There is no other universe except the human universe, the universe of human subjectivity. This relation of transcendence as constitutive of man  with subjectivity  – it is this that we call existential humanism. This is humanism, because we remind man that there is no legislator but himself; that he himself, thus abandoned, must decide for himself; also because we show that it is not by turning back upon himself, but always by seeking, beyond himself, an aim which is one of liberation or of some particular realisation, that man can realize himself as truly human.

The concreteness and subjectivity of human exxistence cannot be exteriorized and comprehended by means of objective thought; objective thought is incompetent either to produce existence or to substitute itself for it; each individual has to grasp his own existence from within, in his own self-experience in which 'knowing' and 'being' are one. Being is the ground of all that is and the presupposition of all knowledge, and hence cannot itself be comprehended as a finite object of thought. Man's encounter with being takes place within himself and he is fully aware of his own reality as identified with or related to being.

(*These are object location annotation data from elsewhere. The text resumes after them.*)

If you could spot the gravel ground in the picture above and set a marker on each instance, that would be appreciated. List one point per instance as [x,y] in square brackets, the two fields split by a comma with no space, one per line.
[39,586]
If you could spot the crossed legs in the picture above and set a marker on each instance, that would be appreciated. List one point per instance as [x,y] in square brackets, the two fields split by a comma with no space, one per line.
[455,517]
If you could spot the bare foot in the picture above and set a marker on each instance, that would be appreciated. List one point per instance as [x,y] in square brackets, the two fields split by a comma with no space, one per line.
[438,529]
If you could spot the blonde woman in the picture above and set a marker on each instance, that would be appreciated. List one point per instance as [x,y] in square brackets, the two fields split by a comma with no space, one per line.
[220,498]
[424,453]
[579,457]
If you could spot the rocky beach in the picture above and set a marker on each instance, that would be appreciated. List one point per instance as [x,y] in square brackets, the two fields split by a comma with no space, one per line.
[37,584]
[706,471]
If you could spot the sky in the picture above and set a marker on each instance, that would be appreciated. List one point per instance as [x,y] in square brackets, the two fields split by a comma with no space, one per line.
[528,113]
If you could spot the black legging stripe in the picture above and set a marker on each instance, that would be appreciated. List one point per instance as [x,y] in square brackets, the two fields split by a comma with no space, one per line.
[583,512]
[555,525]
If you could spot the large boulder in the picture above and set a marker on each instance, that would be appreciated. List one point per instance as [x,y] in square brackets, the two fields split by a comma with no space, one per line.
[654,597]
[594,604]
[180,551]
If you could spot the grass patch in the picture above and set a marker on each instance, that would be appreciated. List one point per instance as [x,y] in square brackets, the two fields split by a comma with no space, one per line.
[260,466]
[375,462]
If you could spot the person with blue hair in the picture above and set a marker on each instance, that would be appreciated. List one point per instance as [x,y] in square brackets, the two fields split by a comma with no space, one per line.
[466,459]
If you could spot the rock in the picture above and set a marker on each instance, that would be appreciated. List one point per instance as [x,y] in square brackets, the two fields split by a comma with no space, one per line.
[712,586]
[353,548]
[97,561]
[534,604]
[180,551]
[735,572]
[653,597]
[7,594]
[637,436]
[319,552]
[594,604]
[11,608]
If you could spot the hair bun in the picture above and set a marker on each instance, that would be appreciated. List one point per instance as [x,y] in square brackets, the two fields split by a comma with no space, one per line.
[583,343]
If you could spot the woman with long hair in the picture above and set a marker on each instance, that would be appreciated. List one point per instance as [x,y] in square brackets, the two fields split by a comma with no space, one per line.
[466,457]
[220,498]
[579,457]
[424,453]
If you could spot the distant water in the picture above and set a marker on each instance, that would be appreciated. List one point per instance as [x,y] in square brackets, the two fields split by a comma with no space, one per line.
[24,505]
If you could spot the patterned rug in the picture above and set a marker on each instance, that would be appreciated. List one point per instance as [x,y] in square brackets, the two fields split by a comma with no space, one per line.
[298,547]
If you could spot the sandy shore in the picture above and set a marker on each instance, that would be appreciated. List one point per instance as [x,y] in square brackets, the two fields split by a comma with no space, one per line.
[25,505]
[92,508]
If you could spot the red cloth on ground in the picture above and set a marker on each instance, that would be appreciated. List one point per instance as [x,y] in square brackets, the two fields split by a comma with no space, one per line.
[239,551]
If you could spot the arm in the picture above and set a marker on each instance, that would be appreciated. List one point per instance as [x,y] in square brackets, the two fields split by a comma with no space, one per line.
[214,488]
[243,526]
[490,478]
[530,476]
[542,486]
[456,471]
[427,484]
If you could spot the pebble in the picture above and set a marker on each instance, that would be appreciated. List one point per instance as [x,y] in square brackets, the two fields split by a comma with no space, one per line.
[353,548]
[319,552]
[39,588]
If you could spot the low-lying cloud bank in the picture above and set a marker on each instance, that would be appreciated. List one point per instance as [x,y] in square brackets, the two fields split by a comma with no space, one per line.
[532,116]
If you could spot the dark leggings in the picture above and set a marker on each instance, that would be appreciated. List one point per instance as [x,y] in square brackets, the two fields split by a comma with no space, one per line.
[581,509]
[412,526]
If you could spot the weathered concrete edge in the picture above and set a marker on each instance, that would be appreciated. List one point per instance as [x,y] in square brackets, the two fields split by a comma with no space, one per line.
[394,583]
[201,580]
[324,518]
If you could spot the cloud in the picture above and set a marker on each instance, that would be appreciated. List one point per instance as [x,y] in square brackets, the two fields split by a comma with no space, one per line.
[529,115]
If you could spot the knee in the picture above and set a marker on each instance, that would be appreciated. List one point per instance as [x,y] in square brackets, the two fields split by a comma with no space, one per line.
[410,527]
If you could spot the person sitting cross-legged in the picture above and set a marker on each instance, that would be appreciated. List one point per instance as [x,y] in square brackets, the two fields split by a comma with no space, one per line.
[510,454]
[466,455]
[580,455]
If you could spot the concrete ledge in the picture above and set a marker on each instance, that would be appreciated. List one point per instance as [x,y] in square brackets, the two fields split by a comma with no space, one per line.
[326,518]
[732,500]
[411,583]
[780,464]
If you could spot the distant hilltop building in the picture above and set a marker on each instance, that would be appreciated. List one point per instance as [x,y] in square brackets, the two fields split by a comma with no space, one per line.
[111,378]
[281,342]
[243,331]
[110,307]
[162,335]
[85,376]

At the point of departure is, indeed, the subjectivity of the individual, and that for strictly philosophic reasons. It is not because we are bourgeois, but because we seek to base our teaching upon the truth, and not upon a collection of fine theories, full of hope but lacking real foundations. And at the point of departure there cannot be any other truth than this, I think, therefore I am, which is the absolute truth of consciousness as it attains to itself. Every theory which begins with man, outside of this moment of self-attainment, is a theory which thereby suppresses the truth, for outside of the Cartesian cogito, all objects are no more than probable, and any doctrine of probabilities which is not attached to a truth will crumble into nothing. In order to define the probable one must possess the true. Before there can be any truth whatever, then, there must be an absolute truth, and there is such a truth which is simple, easily attained and within the reach of everybody; it consists in one's immediate sense of one's self.

We can judge, nevertheless, for, as I have said, one chooses in view of others, and in view of others one chooses himself. One can judge, first – and perhaps this is not a judgment of value, but it is a logical judgment – that in certain cases choice is founded upon an error, and in others upon the truth.